Galatasaray futbol takımı adına, yakın tarihin açık ara en iyi transfer sezonu artık geride kaldı.

Her biri ayrı hikâye, bambaşka birer öykü. Haziran ayında başlamıştı aslında bu müthiş serüven. Takvim yaprakları altıncı ayın henüz beşinci gününü gösteriyordu. 2009-10 Sezonu için teknik direktörünü belirlemişti, Galatasaray: Frank Rijkaard. Transfer mevsimindeki ilk büyük sürprizdi Rijkaard'ın Türkiye'ye gelişi. Yalnız değildi üstelik Hollandalı. Yanına Johan Neeskens gibi bir futbol efsanesini de almıştı. Sonu oldukça buruk olan 2008-09 Sezonu'nun izleri siliniyordu. Ve ''Yeni sezon başlasın artık!'' sesleri yükseliyordu derinden derine.

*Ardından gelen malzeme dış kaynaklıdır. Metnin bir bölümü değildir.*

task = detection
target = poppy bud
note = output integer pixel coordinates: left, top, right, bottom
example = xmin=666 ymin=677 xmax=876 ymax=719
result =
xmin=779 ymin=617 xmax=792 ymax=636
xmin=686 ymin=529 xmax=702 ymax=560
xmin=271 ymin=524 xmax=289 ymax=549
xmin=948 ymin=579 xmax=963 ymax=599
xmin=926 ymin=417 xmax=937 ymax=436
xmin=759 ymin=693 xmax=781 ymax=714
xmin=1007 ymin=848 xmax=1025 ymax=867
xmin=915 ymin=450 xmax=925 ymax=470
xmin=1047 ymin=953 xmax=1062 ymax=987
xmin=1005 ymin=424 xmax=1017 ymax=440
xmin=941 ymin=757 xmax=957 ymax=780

Frank Rijkaard'ın Florya'ya adım attığı gün, Galatasaray adına yeni bir futbol devrimi olabilirdi. Üstelik tam da zamanında gelmişti, 90'lı yıllarda oynadığı futbolla oyuna orta saha kavramını yerleştiren isimlerin başındaki adam. Yeni bir sayfa açmak istiyordu, Galatasaray. Ve doğru adresi çoktan bulmuştu. Türkiye'nin alışık olmadığı bir mantaliteye sahipti Rijkaard. Projelerini doğru şekilde uygulayabilmek adına Haziran ayında İstanbul'a ayak basması, son derece önemliydi bu anlamda. Akıllara gelen ilk hamle, futbolcu transferi olmalıydı. En azından kısa vadede. Rijkaard öncesi ise, Galatasaray'ın üzerinde çalıştığı iki isim vardı: Mustafa Sarp ve Leo Franco.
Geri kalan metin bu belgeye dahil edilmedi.